OPEC Shuts Off the Spigot

Many analysts think the new cuts may be overzealous restrictions of supply that overshoot OPEC's target oil prices

At its meeting in Abuja, Nigeria, OPEC on Dec. 13 announced another output cut of 500,000 barrels per day beginning Feb. 1, 2007. U.S. oil prices rose sharply by $1.20 per barrel to $62.57 on the news. It was the second announced cut in a matter of months. In October OPEC called for cuts of 1.2 million barrels per day to halt a 25% price drop.

OPEC is promising to make more production cutbacks because it detects a "continuing supply overhang" despite the earlier cuts. But a substantial body of analysts disagree and think that OPEC is playing a dangerous game that could damage a slowing world economy and, ultimately, hurt the organization's own interests. "OPEC appears on the verge of potentially killing the golden goose that lays the golden egg," said Lehman Brothers (LEH) Energy Economist Edward Morse in a recent note.

Such analysts think that OPEC could be repeating the notorious mistake it made in 2004 at an Algiers meeting when it cut output just as demand from China and elsewhere soared. That move sent prices higher than even OPEC wanted, to a peak of $78.40 per barrel last July. "The danger is that OPEC is being more proactive than it needs to be," says Kevin Norrish, director of commodities research at Barclays Capital (BCS) in London.

Gauging Inventories

Norrish thinks that prices could rise to much higher levels than the $60 per barrel or so that OPEC ministers have suggested they are targeting. Indeed, Norrish, a longtime oil bull, thinks that there will be at least one quarter in 2007 when oil prices will be above $80 per barrel.

The difficulty for OPEC in trying to manage the oil markets is that data is sketchy and open to debate. Only the U.S. has timely and reliable data. OPEC, for instance, worries about recent U.S. inventory for crude and products that have been running above the range of the last five years. But inventories have been shrinking rapidly in recent weeks, and many analysts question the validity of the last five years as a benchmark. The last half-decade was characterized by unusual circumstances including the 2005 U.S. hurricanes, a decline of OPEC spare capacity to near zero, and a concerted effort by OPEC to drain world inventories in an effort to raise prices.
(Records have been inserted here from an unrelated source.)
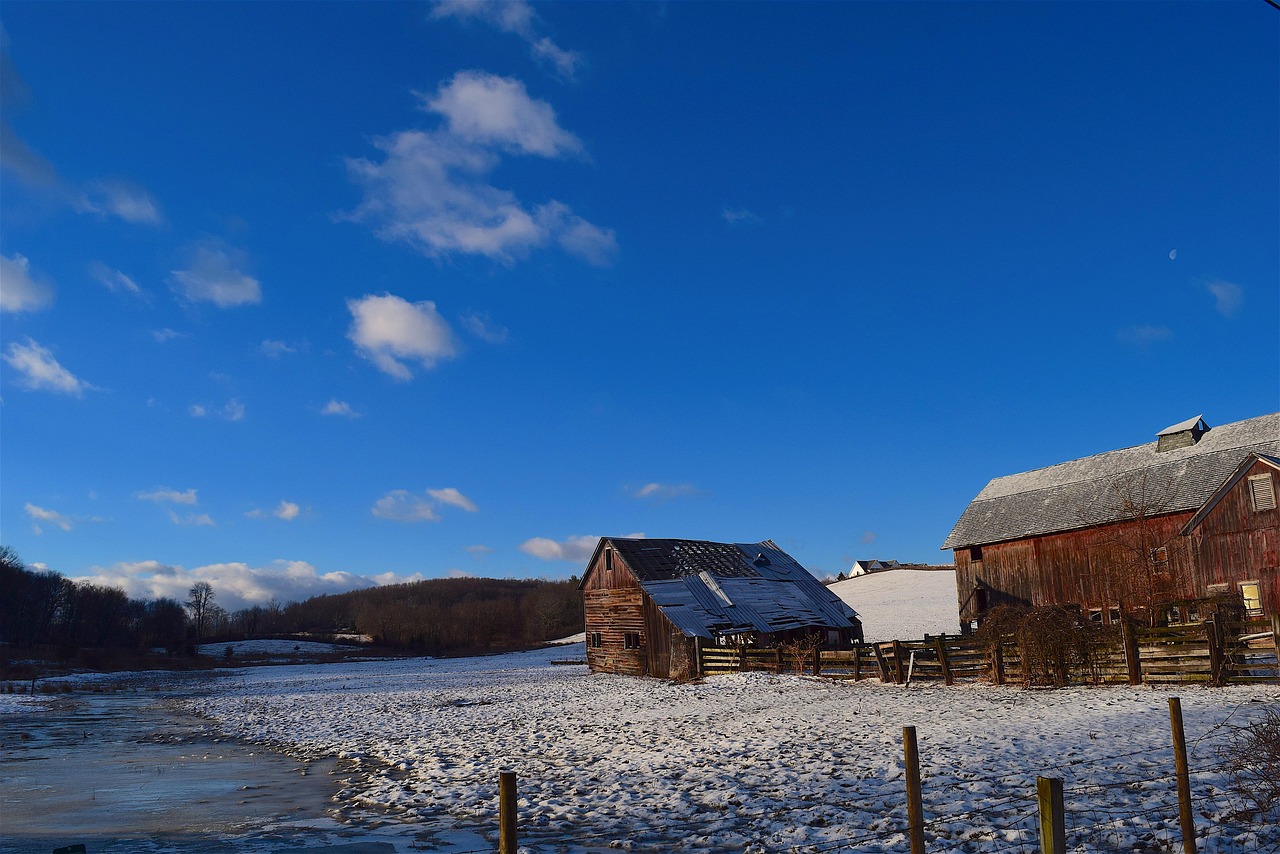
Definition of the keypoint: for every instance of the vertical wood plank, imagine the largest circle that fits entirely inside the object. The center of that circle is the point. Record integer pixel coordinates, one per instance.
(1185, 817)
(914, 799)
(1052, 822)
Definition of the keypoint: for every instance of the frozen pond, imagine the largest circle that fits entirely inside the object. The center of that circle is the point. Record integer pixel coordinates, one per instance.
(128, 771)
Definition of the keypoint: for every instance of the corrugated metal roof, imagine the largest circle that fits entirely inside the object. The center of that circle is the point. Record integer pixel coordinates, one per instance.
(1093, 491)
(709, 589)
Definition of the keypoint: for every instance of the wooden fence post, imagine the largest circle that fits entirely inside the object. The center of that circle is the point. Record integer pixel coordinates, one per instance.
(1048, 791)
(1133, 662)
(1184, 784)
(507, 812)
(1216, 662)
(881, 663)
(940, 644)
(914, 800)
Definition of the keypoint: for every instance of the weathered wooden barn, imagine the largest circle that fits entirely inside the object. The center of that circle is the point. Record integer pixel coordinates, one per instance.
(1153, 529)
(650, 602)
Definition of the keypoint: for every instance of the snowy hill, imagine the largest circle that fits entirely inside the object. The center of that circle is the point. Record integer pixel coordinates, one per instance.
(903, 604)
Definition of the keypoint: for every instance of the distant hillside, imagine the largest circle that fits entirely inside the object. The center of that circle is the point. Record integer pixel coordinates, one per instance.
(903, 604)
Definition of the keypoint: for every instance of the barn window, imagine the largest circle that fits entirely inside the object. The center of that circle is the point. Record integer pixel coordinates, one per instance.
(1262, 492)
(1252, 594)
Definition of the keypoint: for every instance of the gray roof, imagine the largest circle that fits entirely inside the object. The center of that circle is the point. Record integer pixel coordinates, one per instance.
(1096, 491)
(711, 589)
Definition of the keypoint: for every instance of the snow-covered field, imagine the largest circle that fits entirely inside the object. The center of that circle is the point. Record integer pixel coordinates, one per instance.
(903, 604)
(748, 762)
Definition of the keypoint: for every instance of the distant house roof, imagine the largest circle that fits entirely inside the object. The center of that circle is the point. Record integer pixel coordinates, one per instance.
(711, 589)
(1093, 491)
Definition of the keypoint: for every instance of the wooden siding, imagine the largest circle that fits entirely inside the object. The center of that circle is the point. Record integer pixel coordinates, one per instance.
(1235, 543)
(1073, 567)
(613, 613)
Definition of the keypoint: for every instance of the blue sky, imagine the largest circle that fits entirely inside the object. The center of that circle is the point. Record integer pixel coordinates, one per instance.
(300, 297)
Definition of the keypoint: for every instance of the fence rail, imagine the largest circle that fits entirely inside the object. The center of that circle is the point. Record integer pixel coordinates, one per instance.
(1194, 653)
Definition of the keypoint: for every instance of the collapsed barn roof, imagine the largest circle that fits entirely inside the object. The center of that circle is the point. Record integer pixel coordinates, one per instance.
(1152, 479)
(714, 589)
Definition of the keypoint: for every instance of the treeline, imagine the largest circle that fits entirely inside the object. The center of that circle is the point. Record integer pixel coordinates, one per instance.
(41, 607)
(442, 616)
(448, 616)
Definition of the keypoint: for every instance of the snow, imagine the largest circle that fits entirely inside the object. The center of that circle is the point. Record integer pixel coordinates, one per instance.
(903, 604)
(748, 762)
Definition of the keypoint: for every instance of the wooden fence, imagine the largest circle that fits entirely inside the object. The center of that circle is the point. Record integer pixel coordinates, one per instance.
(1192, 653)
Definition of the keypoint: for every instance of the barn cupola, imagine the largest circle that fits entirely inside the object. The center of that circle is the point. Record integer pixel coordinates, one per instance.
(1182, 435)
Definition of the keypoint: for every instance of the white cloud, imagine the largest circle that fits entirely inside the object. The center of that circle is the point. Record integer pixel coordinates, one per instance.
(40, 370)
(275, 348)
(339, 407)
(231, 411)
(214, 275)
(192, 520)
(484, 328)
(19, 290)
(519, 18)
(739, 217)
(497, 110)
(403, 506)
(120, 199)
(1228, 296)
(388, 329)
(236, 585)
(429, 190)
(451, 496)
(663, 492)
(1143, 336)
(48, 516)
(288, 511)
(574, 548)
(167, 494)
(113, 279)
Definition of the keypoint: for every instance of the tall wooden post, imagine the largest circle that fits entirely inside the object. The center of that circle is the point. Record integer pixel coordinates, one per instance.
(507, 812)
(1184, 784)
(914, 800)
(1048, 791)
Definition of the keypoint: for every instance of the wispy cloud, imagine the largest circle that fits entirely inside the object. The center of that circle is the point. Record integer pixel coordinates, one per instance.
(430, 188)
(515, 17)
(48, 516)
(39, 370)
(480, 325)
(236, 585)
(664, 492)
(229, 411)
(213, 274)
(192, 520)
(339, 407)
(403, 506)
(574, 548)
(122, 199)
(113, 279)
(739, 217)
(1143, 336)
(19, 288)
(1228, 296)
(389, 330)
(167, 494)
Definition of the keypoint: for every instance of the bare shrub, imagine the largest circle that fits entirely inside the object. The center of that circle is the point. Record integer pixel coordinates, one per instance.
(1251, 754)
(1051, 640)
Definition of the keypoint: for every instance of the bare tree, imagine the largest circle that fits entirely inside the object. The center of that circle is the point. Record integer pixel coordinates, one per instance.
(200, 602)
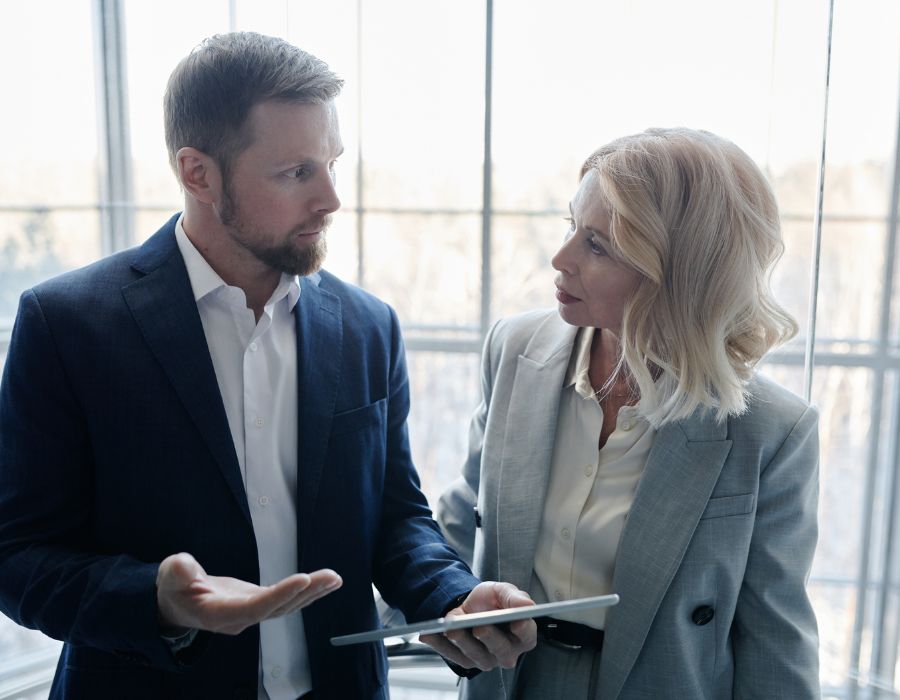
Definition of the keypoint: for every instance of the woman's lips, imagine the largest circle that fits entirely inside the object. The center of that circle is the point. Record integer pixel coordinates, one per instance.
(564, 297)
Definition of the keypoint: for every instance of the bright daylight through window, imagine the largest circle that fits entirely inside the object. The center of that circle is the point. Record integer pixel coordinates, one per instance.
(453, 245)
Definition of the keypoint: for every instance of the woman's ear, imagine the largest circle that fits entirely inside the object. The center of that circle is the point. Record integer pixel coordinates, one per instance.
(200, 175)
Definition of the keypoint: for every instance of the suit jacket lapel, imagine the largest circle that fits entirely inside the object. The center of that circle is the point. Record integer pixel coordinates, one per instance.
(681, 471)
(528, 447)
(162, 303)
(319, 361)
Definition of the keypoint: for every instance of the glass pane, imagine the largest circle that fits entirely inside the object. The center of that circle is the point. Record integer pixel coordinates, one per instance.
(835, 607)
(444, 391)
(851, 275)
(49, 137)
(561, 89)
(862, 122)
(423, 104)
(427, 267)
(521, 275)
(790, 279)
(37, 245)
(343, 250)
(843, 396)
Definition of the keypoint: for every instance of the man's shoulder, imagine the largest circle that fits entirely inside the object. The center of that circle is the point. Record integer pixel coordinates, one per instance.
(352, 298)
(94, 279)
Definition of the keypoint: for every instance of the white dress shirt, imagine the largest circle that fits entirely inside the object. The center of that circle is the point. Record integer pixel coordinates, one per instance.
(589, 493)
(256, 368)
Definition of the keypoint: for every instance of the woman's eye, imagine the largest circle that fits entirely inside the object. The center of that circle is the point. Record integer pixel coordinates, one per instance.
(596, 248)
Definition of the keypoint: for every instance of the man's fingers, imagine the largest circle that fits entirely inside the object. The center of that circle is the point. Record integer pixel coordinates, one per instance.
(306, 597)
(472, 649)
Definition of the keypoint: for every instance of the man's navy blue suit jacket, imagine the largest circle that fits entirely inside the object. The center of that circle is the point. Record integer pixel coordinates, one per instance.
(115, 452)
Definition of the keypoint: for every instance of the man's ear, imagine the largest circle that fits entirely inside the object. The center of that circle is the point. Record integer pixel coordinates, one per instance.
(200, 175)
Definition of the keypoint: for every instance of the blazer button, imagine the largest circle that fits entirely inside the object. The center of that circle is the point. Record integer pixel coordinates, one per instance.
(702, 615)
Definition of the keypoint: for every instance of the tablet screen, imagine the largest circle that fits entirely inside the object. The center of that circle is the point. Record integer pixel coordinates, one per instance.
(490, 617)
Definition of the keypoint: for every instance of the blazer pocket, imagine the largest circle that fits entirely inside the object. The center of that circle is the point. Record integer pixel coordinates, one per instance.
(358, 418)
(723, 506)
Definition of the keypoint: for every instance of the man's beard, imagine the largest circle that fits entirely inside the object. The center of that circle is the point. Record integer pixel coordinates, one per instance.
(284, 257)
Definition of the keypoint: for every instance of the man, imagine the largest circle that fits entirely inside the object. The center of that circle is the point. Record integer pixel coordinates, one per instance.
(186, 426)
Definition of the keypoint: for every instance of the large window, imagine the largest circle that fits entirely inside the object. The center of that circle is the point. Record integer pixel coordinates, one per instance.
(465, 124)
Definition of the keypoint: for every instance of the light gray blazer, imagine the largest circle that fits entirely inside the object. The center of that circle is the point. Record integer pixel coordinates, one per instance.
(724, 516)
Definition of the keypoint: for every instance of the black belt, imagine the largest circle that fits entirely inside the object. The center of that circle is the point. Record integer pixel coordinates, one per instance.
(569, 635)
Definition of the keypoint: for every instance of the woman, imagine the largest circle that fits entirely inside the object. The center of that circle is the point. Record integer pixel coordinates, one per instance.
(626, 445)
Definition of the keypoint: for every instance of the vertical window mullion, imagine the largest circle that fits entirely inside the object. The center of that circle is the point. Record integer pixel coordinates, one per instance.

OPEC also said in its communiqué that output from non-OPEC oil producers is likely to outstrip the growth in world demand by 1.8 million barrels per day to 1.3 million barrels per day—hence the justification for a 500,000-barrel-per-day cut to prevent a glut. But non-OPEC production has consistently come in on the low side in recent years as mature fields declined more rapidly than expected and new projects were delayed in coming on stream. At the same time some analysts think that demand growth from China and elsewhere may be recovering after two sluggish years.

A Short Reprieve

Still, OPEC seems to want its customers, rather than the organization, to assume the risk of misjudgements. The organization may also want to recoup some of the purchasing clout lost by the recent fall in the dollar. OPEC producers earn oil revenues in dollars but spend a lot of euros and yen on imports. "A lot of things influenced our decision, including the dollar," said Saudi Oil Minister Ali al-Naimi.

The silver lining could be the delay until February. That will allow the big consuming countries such as the U.S. to get through the peak heating season. It also will give OPEC time to reflect. If world inventories continue to fall or prices remain above $60 per barrel, "OPEC may elect to forgo the additional February cuts," Washington-based consultants PFC Energy say. What is sure is that after years when prices were so high that OPEC became almost irrelevant, the cartel is resuming active efforts to manage the market. The coming months, OPEC said from Abuja, will require "extreme vigilance in assessing the market." Oil consumers beware.